Leur consensus a induit plusieurs développements et ils ont rencontré un succès raisonnable. On a par exemple commencé à imposer une sorte de business model aux collèges et aux universités. On a assisté à une croissance énorme de la bureaucratie, faisant pencher la balance du contrôle du corps professoral vers celui de la bureaucratie. Les frais de scolarité ont été considérablement augmentés. Dans les années 1960, un jeune homme pouvait dire : « Bon, je vais prendre une année sabbatique pour m’impliquer dans un mouvement pacifiste ou dans un mouvement féministe, ou autre chose. Après cela, je reviendrai et reprendrai le cours de ma vie. » Or, vous ne pouvez pas faire cela si vous êtes endetté. Vous sortez de la fac de droit en pensant : « J’aimerais être un défenseur des causes publiques, mais j’ai 200 000 dollars de dette. » Il vous suffit de vous rendre dans un cabinet d’avocats servant les intérêts privés et de vous faire à cette culture.
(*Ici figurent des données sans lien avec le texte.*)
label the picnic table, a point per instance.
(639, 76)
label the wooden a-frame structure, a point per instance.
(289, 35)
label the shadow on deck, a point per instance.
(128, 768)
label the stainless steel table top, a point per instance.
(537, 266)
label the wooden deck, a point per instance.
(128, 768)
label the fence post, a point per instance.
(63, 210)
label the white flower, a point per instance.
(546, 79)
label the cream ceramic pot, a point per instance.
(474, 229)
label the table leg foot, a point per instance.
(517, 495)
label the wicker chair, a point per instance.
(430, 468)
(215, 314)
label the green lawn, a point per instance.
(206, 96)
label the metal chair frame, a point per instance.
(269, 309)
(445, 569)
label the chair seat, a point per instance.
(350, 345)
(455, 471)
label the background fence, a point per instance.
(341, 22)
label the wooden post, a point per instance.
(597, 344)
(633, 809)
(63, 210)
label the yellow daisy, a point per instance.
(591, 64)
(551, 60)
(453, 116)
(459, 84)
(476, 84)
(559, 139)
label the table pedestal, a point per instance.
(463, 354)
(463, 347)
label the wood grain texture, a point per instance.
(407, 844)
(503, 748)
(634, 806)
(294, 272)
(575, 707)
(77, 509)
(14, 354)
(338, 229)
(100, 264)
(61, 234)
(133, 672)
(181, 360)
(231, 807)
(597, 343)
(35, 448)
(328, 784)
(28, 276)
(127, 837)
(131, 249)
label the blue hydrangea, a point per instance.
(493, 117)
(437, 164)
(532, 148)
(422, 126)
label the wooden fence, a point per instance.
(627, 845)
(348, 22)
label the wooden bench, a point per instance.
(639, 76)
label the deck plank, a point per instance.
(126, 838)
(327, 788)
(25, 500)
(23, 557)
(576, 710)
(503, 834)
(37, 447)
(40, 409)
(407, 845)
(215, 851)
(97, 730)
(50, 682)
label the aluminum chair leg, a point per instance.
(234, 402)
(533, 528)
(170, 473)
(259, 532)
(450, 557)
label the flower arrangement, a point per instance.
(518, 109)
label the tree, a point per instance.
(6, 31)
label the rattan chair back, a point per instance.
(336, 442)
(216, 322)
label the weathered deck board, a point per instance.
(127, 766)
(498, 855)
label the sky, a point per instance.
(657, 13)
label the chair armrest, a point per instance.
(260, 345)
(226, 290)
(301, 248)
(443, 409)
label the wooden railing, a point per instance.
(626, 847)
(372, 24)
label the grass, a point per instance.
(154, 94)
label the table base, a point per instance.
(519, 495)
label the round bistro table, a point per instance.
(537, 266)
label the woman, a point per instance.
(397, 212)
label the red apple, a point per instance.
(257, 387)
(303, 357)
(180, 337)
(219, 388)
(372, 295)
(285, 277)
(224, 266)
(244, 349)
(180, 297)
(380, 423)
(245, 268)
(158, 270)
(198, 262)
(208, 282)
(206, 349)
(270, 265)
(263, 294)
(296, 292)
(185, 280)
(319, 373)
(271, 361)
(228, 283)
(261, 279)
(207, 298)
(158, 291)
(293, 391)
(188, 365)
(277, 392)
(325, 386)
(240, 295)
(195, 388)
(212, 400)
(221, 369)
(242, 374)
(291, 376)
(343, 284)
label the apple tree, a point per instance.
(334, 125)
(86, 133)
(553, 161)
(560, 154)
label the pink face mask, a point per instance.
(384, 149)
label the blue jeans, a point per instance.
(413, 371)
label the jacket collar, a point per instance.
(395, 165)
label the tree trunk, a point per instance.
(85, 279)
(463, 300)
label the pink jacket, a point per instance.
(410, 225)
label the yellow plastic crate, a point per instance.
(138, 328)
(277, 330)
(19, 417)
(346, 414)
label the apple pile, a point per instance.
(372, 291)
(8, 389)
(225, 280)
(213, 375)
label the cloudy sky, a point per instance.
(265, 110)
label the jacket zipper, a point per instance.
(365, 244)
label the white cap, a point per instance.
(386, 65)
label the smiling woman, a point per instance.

De telles mesures à effet disciplinaire sont imposées de multiples façons.
« L’antiaméricanisme est un concept très intéressant. Un concept de « traîtrise patriotique » qui n’existe que dans les États totalitaires. En dehors des États-Unis, je ne connais aucun pays non totalitaire et non autoritaire où ce concept existe »
Vous évoquez le fait que les critiques de l’empire américain, ou du capitalisme américain, sont étiquetés « anti-américanistes »...
L’anti-américanisme est un concept très intéressant. Un concept de « traîtrise patriotique » qui n’existe que dans les États totalitaires. Par exemple, si quiconque en Italie critique le gouvernement de Silvio Berlusconi – il n’est pas accusé d’être anti-italien. Sous l’ancienne Union soviétique vous pouviez être condamné pour antisoviétisme ; sous l’ancienne dictature militaire brésilienne vous pouviez être qualifié d’anti-brésilien. Mais, à part les États-Unis, je ne connais aucun pays non totalitaire et non autoritaire où ce concept existe. C’est tout à fait frappant. Si vous critiquez la politique du gouvernement, vous êtes antiaméricain. En fait, tout cela a une origine biblique assez intéressante. Ce concept a été utilisé pour la première fois par le roi Akhab, roi du mal absolu dans la Bible. Il appela le prophète Élie qui critiquait ses actions et lui demanda pourquoi il détestait Israël. C’est un concept de base : si vous défiez le pouvoir, vous vous opposez en tout à la société, à la culture et à la communauté.